My recent experiences at the doctor involved a dental checkup I had scheduled for December (greeting: “So, doc, what’s up?”) And my annual physical (which admittedly included an antibody test as well). Nothing was too much surprising about appointments in our new pandemic world – staff wore considerable PPE and several masks / shields, the doctor’s appointment was much more of an interview about how I felt than a tactile ‘check’ ( except for a blood pressure test and a blood sample) and my dentist had switched to an older method of cleaning teeth that sent out less aerosol.

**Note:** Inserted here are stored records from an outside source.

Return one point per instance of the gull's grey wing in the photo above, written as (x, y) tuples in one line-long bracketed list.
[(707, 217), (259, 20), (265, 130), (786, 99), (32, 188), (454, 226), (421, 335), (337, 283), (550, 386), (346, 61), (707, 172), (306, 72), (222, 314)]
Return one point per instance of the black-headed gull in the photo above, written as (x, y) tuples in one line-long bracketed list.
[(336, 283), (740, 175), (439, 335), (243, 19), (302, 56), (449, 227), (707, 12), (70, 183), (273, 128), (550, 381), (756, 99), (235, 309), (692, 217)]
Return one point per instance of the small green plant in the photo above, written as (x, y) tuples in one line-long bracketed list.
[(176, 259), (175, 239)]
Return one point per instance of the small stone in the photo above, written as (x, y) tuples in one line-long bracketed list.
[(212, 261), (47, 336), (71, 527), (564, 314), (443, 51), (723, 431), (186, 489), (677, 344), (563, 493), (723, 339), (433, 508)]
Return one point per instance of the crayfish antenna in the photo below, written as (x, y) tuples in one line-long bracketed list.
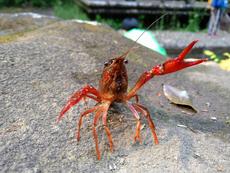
[(187, 50)]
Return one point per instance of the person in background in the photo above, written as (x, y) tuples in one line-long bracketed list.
[(217, 8)]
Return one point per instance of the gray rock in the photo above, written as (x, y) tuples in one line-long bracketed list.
[(42, 68)]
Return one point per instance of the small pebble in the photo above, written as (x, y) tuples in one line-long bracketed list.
[(213, 118)]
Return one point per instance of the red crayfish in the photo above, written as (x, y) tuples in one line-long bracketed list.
[(113, 88)]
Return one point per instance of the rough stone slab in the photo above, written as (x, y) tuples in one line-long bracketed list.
[(41, 69)]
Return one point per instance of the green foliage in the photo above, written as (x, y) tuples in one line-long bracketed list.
[(194, 22), (36, 3), (69, 10), (114, 23), (223, 60)]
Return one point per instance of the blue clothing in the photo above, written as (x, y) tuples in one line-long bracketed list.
[(220, 3)]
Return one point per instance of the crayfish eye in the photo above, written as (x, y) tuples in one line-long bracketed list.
[(106, 63)]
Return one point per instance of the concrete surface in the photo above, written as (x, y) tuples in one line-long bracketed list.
[(43, 67)]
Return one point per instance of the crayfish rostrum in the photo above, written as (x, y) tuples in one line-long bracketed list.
[(113, 88)]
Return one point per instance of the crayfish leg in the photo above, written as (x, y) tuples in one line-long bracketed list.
[(138, 126), (80, 120), (77, 96), (108, 133), (146, 113)]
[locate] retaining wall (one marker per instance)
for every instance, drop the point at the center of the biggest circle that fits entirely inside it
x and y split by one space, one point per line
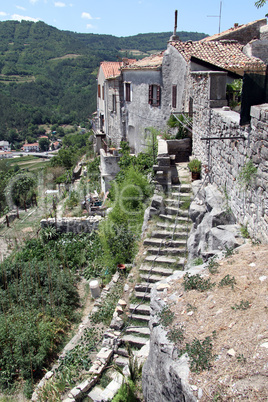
223 159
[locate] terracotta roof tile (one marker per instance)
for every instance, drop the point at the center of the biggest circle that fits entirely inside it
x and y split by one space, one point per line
227 55
236 28
147 63
111 69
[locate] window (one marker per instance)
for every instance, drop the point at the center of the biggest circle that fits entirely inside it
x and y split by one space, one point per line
174 96
127 91
154 95
114 103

The waiting rooms were more shielded from close interactions and completely lacked magazines, and any pen I touched I could keep. Disadvantage: I was hit by the additional $ 15 PPE fee.
Realizing that my experience in New York City might not reflect medical procedures everywhere, I interviewed more than two dozen medical professionals across the country about how they cope with coronavirus-free appointments. Below is a sample of their responses.
No more preselection
“We sent our patients a digital questionnaire the day before their visit to see if they had symptoms of COVID-19,” says the Beverly Hills-based dentist. Dr Kourosh Maddahi, DDS. “And each patient should also have their temperature taken and recorded outside our office before going through the door.”
Less direct interaction once arrived
“When patients first arrive outside our office, they call us to let them know they’re here,” says Dr. Jared Cox of Today’s Family Dentistry in Searcy, AR. “And we have redesigned our entrance and waiting area to ensure the safety and distance of patients when they enter the practice. The office is also investing heavily in contactless doors.
More air purification technology
“Every area of our office is now equipped with a device to constantly clean the air in the room,” says Dr. Kenneth Magid DDS FICD, located in Westchester County, NY. “These devices return the room air every eight minutes and pass it through a series of filters, UV-C lamps and titanium dioxide elements, creating ‘surgically clean air’ in every room. . To deal with the aerosol problem that is common in dentistry, the Magid practice has also added “extra-oral suction devices” placed near the face.
Dr. Magid’s practice also involves “misting” each chamber and each practitioner between patients with HOCL (hypochlorous acid) to kill viruses and bacteria.
Lasers are the future
“The most recent procedure is laser cleaning,” says Dr. Todd Bertman of the Advanced Dental Arts of New York. “Traditional cleanings create aerosols – water droplets containing bacteria and viruses sprayed into the air during a basic cleaning. Laser cleanings produce no aerosols. We also use lasers to treat gum disease.
Telehealth is here to stay
“We are seeing a major shift towards virtual and online care for the first point of contact, including triage and onboarding,” said Ted Chan, CEO of CareDash, a physician review site. “And insurance information is now collected over the phone or through web forms rather than in person.
An interesting start-up to watch here: To tend to, a doctor’s office specializing in virtual visits but also home visits (where you could very well get a visit to your well-ventilated backyard).
Surprisingly, the same level of service (if you are tested)
“If patients are tested 48 hours before their appointment and are negative for COVID-19, we can perform all procedures with the added protection,” says Dr. Pia Lieb DDS, founder of the Cosmetic Dentistry Center NYC.
Your children will be kept at a distance
Realizing that these are stressful times for children too, Dr Catalina Botero, DDS, of Li’l Sunshine Smiles Dentistry in Tampa, FL schedules FaceTime visits without a mask before seeing patients in person. “This way you can hear the concerns of your patient and their caregivers. We also recommend it because if this is the kid’s first time in your office, they shouldn’t see you for the first time with a face mask, ”she says. Dr Botero also admits that they are more likely to postpone elective procedures if it is deemed safe.
Interestingly enough, the doctor also puts a new emphasis on decorating the office. “People are significantly more stressed and anxious during this time, so investing in upbeat music, warm colors, and cheerful art has the ability to make patients a little happier when they are in your office, especially if those patients are are children, ”she said.
But really, it’s a change we can all live with.